Less appreciated in the industry is the role that imaging biomarkers, which are generated through the science of radiomics (think: advanced imaging analytics), are likely to play in the future of personalized drug development. Today, private industry and academia are collaborating on research to discover and develop new imaging biomarkers to add a new layer to the personalization of medicine. Radiomics, which leverages artificial intelligence to collect and quantify medical-imaging data, enables drug developers to discover patterns and similarities that would otherwise be unobtainable by profiling patients’ tumors and lesions across multiple dimensions.
As a result of advanced imaging analytics data, radiomics researchers are today investigating at a deep level what is happening in the cellular structure of lesions and tumors.
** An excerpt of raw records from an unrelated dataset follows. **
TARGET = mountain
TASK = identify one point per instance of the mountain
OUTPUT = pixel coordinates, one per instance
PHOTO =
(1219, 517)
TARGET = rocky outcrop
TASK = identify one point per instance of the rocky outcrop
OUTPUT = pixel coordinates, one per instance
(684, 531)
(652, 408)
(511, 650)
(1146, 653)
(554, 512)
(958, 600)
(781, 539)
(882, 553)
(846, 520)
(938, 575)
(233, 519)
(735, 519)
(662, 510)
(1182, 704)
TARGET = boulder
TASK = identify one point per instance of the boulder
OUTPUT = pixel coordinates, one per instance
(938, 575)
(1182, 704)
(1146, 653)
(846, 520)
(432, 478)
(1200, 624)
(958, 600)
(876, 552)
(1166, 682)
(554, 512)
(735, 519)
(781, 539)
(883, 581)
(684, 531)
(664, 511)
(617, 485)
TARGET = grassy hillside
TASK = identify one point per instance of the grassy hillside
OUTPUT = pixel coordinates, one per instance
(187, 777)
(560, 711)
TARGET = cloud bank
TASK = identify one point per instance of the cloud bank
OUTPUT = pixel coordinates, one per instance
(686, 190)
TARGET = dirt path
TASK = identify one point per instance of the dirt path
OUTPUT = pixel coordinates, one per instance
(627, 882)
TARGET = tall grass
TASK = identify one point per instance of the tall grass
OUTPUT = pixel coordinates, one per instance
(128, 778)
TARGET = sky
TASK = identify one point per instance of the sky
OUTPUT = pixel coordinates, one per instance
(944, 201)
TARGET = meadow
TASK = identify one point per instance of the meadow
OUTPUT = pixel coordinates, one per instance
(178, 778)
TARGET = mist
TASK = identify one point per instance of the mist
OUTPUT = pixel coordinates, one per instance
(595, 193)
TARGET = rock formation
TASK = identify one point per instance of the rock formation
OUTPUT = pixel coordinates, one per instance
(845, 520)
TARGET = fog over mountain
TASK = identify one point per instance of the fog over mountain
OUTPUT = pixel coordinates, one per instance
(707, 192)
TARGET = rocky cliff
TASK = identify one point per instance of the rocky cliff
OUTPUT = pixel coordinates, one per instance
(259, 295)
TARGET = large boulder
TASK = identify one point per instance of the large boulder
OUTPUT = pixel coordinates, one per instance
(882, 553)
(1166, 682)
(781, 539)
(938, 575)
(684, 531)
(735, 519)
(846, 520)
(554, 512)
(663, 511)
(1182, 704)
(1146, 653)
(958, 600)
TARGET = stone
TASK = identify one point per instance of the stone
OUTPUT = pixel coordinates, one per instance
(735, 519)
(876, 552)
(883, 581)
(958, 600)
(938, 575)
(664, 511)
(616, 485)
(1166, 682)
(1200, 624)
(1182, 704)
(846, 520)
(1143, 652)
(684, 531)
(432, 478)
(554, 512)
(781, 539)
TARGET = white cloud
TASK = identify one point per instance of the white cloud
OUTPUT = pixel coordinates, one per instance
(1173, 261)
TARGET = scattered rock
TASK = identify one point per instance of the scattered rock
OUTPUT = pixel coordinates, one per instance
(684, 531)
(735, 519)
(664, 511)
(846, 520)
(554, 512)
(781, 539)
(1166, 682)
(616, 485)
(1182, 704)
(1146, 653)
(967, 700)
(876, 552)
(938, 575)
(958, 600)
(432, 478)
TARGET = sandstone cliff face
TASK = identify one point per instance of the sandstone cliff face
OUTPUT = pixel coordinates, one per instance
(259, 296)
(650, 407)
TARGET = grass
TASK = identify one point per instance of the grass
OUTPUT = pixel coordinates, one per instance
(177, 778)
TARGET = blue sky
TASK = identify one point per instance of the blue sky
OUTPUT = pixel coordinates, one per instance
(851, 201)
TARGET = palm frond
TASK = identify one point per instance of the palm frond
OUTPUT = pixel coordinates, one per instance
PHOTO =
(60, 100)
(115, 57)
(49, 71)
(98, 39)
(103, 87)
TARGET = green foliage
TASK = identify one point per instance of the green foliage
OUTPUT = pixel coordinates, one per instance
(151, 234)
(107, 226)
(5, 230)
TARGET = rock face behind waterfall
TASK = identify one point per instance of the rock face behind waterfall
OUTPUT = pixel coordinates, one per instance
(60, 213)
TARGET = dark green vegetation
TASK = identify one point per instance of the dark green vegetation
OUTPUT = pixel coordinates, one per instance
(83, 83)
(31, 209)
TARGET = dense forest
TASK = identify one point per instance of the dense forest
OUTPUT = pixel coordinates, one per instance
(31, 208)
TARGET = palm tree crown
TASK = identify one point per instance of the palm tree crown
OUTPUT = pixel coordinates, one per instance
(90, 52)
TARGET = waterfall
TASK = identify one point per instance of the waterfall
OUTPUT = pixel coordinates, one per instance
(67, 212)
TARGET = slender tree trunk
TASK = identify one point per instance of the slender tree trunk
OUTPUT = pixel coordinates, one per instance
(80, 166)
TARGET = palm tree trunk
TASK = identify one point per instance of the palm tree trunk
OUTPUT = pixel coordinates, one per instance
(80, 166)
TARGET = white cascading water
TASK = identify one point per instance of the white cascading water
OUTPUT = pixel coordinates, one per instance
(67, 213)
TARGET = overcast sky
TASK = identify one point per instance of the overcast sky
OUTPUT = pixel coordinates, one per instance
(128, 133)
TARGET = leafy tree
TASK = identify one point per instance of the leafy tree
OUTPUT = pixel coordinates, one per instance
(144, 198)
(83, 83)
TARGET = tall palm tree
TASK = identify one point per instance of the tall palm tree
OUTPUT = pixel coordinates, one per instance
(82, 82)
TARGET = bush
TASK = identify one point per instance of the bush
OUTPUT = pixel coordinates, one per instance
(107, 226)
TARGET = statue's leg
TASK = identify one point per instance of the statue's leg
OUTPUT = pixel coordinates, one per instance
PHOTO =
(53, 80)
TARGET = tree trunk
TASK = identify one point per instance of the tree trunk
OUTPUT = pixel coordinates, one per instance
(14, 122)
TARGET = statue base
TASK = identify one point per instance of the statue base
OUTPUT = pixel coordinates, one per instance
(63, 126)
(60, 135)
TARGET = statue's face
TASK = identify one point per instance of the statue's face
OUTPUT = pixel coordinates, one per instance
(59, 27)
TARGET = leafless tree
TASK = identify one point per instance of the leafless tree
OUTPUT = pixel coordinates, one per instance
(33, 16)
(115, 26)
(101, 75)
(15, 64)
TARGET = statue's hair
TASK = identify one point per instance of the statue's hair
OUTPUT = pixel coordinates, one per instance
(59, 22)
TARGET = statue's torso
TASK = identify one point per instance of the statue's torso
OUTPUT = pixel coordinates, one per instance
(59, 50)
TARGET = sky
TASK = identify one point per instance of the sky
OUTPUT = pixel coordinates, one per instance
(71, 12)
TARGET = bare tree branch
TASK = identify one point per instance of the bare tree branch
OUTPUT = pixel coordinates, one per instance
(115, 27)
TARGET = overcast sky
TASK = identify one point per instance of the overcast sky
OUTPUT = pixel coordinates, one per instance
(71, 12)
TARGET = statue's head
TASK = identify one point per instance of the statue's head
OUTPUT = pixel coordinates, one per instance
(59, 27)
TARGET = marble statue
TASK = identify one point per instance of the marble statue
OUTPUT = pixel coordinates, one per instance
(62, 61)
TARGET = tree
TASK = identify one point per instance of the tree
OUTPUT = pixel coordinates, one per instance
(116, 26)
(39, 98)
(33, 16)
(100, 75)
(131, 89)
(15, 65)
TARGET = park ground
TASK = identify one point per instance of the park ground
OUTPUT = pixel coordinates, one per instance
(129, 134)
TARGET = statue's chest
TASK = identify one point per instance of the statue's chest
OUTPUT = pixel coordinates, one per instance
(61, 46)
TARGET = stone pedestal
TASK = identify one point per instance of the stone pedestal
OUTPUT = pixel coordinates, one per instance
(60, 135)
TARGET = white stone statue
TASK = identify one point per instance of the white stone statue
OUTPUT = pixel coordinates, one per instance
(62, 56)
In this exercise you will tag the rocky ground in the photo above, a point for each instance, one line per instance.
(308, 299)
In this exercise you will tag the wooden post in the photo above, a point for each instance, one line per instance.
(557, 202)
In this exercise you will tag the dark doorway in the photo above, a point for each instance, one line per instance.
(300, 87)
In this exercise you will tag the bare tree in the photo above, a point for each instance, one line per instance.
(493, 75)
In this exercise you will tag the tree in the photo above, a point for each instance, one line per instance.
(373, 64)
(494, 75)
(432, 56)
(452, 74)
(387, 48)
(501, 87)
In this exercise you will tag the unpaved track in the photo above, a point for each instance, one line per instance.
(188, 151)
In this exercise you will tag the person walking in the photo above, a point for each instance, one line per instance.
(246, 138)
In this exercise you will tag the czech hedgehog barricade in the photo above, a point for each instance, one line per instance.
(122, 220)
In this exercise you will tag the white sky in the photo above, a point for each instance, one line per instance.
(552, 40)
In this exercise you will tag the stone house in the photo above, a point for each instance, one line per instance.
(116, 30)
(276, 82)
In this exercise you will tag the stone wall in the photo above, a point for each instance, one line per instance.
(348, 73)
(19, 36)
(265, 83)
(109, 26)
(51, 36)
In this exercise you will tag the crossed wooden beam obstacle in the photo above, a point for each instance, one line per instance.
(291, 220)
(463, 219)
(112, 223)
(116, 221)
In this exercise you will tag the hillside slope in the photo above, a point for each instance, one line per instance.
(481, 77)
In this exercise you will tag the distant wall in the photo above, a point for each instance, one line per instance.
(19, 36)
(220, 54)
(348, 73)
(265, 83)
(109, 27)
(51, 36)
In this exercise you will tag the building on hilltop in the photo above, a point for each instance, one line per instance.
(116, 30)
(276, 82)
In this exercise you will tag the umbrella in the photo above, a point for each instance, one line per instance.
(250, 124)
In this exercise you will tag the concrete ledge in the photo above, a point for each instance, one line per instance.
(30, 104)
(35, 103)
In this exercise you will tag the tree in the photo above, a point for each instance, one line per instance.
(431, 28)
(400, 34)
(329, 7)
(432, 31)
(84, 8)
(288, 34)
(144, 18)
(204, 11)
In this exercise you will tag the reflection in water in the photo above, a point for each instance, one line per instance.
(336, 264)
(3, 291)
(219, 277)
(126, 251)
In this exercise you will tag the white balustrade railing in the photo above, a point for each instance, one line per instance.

This research has two overarching goals. First, researchers are endeavoring to identify the unique attributes of a tumor or lesion’s biology. Once this data has been obtained, researchers can identify patterns that may indicate how a patient will respond to a specific treatment. Second, researchers are looking to find real-world imaging evidence that predictions and outcomes for certain diseases are tied directly to specific biomarkers.
Combined, radiomic and genomic biomarkers will deliver significant and positive changes related to how clinical trials are structured and managed.